On the last day of a beautiful long weekend filled with outdoor activities, J and I finally managed to anchor ourselves at home to get some work done. The morning went by productively enough with only a few distracted moments during which we caught one another gazing longingly through gaps in the curtains dancing in the pleasant early summer breeze. By the afternoon, our convictions to stay at home started to waver as we found every excuse to visit the balcony and soak in the sun. The home-bound plan completely crumbled around 4 pm when J opened the fridge and declared that we needed to restock our fruit supply because all that’s left are mangos, oranges, and apples. Of course we must, I agreed. After all, we are fruit people who enjoy a great variety.

So at 4:30 pm, we drove out in our beloved sliver bullet, top down and no trunk space, with every intention to load up on lots of fresh fruits and veggies. Whole Foods soon passed on our left. We didn’t stop. After all, there is no sense shopping at a chain when there are abundant freshness for much cheaper at the farmer’s market. Then we passed the farmer market. What’s the point going into a covered market, when local farmers are offering bounties right off the many small highways all around Georgia. So at 5:15 pm, we found ourselves happily going down highway 20 towards Lake Oconee with image of a well-tanned smiling farmer waiting for us right at the lakeside with a huge basket of the early summer’s best picks in hand.

Half way to the lake, we decided to get off the highway and take the road less traveled. What awaited us was a small two lane highway with amazing view of lush grasslands on both sides dotted with lazy grazing cows colored cookies n’ cream. “There are so many of them! I wonder if they make cheese here,” I commented to J. My question was soon answered by a sign proudly claiming “Putnam, the diary capital of Georgia.” When the wind blew in the right direction, the smell of manure was unmistakable and further solidified my view that manure is a main component of the nose in a great majority of Bordeaux.

At 6 pm, two hours into our quest for fresh summer fruits, we saw water, green, calm, and specked with gold from the sun. Circling the Lake for a place to park, we passed a sign pointing to a Ritz on the water. Having seen the lake-facing view of the same Ritz onboard “big mama” being dragged behind E’s daddy’s boat at 30 miles per hour, I assured J that it’s deserving of a visit.

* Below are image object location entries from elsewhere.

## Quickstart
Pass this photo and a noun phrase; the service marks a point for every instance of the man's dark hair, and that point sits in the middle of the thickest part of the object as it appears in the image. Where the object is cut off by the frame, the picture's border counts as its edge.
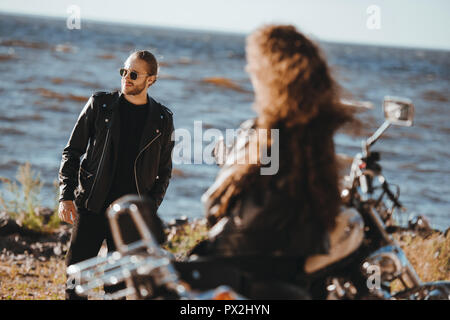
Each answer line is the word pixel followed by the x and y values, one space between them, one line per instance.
pixel 148 57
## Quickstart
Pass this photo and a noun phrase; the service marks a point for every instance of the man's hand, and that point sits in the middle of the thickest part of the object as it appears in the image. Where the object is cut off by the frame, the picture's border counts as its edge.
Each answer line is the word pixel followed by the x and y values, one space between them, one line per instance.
pixel 67 211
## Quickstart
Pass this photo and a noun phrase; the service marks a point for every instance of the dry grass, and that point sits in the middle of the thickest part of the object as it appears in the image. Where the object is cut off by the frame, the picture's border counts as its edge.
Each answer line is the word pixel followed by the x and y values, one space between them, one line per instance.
pixel 45 280
pixel 32 279
pixel 430 256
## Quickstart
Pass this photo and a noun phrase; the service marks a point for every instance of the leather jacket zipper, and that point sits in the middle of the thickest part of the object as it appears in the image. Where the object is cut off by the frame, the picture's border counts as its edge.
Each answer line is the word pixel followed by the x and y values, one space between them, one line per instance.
pixel 99 166
pixel 135 174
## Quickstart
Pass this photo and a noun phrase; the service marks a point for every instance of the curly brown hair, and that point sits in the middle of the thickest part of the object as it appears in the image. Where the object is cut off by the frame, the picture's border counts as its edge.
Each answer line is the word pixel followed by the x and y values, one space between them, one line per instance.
pixel 295 93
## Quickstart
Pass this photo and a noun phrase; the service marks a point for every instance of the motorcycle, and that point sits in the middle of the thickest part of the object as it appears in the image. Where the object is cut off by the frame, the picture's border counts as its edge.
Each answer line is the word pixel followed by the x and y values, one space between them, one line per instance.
pixel 364 260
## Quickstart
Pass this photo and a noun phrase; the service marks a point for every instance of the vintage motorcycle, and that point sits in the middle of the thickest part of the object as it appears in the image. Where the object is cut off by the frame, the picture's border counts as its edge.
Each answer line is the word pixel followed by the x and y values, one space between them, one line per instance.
pixel 364 260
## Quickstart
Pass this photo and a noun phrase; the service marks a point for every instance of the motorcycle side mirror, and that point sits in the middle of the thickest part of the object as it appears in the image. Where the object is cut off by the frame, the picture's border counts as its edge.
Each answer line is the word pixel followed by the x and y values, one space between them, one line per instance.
pixel 398 111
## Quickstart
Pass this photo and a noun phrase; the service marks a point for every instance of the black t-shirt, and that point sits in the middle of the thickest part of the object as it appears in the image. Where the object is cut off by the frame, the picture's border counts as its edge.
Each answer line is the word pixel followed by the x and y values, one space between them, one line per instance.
pixel 132 122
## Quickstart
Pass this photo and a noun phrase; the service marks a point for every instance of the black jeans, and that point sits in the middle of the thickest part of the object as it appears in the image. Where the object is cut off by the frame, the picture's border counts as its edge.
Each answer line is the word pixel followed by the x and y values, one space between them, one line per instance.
pixel 88 233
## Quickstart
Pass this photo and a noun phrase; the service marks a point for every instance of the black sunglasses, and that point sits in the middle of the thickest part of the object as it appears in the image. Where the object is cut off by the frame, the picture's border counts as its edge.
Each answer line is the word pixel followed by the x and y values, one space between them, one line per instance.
pixel 133 74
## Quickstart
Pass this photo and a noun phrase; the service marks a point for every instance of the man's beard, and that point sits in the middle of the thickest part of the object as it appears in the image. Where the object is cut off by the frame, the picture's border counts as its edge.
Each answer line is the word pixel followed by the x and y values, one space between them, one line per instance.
pixel 134 90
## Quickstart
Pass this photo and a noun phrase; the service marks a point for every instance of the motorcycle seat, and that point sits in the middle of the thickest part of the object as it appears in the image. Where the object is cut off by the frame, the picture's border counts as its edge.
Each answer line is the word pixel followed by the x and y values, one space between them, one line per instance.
pixel 345 238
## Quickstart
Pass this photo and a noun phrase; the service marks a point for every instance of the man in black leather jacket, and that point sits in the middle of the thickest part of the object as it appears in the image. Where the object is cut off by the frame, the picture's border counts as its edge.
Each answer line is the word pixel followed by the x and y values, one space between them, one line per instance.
pixel 126 139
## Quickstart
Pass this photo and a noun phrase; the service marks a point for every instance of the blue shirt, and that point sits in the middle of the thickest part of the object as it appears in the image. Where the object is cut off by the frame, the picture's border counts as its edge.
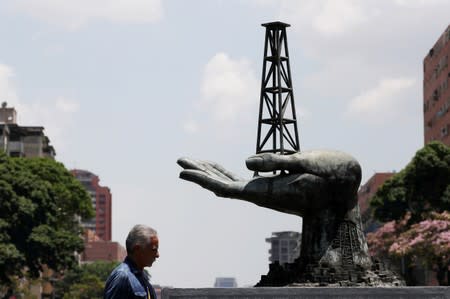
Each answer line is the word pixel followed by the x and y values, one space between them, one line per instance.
pixel 127 282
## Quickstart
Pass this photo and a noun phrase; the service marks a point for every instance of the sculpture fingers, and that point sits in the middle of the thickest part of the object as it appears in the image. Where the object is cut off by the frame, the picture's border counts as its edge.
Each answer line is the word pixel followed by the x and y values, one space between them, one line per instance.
pixel 226 173
pixel 267 162
pixel 218 186
pixel 205 166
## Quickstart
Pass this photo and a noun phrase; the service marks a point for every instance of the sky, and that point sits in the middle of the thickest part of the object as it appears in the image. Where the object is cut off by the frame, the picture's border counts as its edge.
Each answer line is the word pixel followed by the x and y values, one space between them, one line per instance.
pixel 125 88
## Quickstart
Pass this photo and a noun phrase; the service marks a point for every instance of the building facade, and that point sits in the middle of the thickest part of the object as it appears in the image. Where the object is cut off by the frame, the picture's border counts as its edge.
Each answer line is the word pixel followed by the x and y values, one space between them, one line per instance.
pixel 101 198
pixel 225 282
pixel 365 193
pixel 22 141
pixel 96 249
pixel 284 247
pixel 436 91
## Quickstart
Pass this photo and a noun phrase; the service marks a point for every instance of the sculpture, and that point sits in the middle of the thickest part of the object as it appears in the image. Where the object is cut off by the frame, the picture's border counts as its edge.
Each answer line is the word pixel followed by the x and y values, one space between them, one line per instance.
pixel 321 187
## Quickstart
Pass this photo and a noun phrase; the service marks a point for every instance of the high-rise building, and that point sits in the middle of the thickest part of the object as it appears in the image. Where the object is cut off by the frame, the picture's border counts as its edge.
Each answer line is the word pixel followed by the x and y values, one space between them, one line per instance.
pixel 436 91
pixel 101 201
pixel 22 141
pixel 96 249
pixel 284 246
pixel 225 282
pixel 365 193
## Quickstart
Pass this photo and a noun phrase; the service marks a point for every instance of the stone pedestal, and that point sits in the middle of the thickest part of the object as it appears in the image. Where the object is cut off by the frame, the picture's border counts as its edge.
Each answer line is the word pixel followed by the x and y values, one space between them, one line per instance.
pixel 309 293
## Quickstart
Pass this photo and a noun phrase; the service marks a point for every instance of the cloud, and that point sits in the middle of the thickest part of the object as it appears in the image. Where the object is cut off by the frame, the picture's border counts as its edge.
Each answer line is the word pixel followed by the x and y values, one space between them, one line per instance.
pixel 7 90
pixel 55 115
pixel 325 17
pixel 229 87
pixel 74 15
pixel 190 126
pixel 381 103
pixel 336 17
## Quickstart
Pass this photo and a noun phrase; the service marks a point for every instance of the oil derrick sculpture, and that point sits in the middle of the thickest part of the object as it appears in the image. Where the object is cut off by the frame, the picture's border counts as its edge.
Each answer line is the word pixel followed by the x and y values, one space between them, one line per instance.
pixel 320 186
pixel 277 123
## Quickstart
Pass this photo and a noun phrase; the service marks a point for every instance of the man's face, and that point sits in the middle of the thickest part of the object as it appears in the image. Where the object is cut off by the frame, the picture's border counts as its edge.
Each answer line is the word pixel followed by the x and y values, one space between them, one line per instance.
pixel 146 255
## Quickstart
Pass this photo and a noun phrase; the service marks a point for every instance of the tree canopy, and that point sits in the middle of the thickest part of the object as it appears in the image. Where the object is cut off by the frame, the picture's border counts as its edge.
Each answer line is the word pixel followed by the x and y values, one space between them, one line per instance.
pixel 415 205
pixel 40 207
pixel 423 186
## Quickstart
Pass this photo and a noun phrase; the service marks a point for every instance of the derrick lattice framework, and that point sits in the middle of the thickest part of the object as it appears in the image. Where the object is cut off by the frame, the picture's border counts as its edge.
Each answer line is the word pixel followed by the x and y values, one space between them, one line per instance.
pixel 277 123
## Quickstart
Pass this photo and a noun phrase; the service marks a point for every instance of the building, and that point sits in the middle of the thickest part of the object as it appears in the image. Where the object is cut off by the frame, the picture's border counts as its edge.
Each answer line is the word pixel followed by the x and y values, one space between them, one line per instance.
pixel 436 91
pixel 284 247
pixel 101 201
pixel 96 249
pixel 22 141
pixel 365 193
pixel 225 282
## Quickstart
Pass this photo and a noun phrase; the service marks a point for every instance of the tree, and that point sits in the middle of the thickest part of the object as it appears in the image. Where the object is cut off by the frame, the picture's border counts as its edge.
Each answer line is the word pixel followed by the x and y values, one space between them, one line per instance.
pixel 426 242
pixel 40 207
pixel 423 186
pixel 414 204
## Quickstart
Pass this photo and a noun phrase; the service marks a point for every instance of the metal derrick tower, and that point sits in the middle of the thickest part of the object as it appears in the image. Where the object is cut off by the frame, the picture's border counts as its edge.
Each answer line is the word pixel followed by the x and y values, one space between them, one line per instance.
pixel 277 123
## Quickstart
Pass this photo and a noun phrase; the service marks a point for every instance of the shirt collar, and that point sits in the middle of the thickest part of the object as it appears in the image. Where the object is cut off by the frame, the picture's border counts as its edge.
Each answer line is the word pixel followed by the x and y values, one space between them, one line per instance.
pixel 132 265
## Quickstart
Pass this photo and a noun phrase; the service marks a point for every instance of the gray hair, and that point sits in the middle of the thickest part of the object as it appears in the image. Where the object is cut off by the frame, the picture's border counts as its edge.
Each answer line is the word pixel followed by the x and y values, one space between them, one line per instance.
pixel 139 235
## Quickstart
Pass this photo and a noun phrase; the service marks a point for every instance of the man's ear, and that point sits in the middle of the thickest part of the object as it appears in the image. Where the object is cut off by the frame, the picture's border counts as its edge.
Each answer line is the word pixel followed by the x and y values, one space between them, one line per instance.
pixel 136 248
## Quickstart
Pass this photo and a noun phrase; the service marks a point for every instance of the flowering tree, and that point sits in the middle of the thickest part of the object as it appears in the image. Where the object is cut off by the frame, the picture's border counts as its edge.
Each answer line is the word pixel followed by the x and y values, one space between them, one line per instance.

The building is decidedly old school with plenty of mahogany decorating the hall. Despite the less than breezy choice of wood, the view from the plenty of windows facing the lake is bright and soothing. Following the view, we found our way outside looking over the Ritz pool shimmering in the same shade of green as the lake beyond. Slightly elevated from the lake shore and cascading off the far side, the pool appeared to be flowing right into the lake, an illusion that we fully appreciated. Right next to the pool, a casual restaurant sent out tantalizing whiffs of fried seafood to beckon our patronage and we were in no condition to resist. A quick review of the wine list uncovered just the perfect cooling agent, a local Riesling from Persimmon Creek that I had tried and liked in my wine class. The menu was a mesh of bistro favorites and southern seaside grabs - all happy laidback offerings. J went for the ribs and fries, while I, true to my dedication to seafood, opted for the crabcakes and bass. The plates were enormous and the food did not let down the view if only a tad oily, but we are not ones to pick bones when the moment was this perfect. Not much talking went on during dinner, but smiles were seen flashed constantly across the table.

Finally, at 8:30 pm, we found ourselves back on highway 20 heading back to the metropolis that is now our home. In the full-on sunset that was then dyeing our slightly tanned skin an ultra attractive shade of bronze, I turned to J and said “wanna stop by Whole Foods to pick up some watermelon”?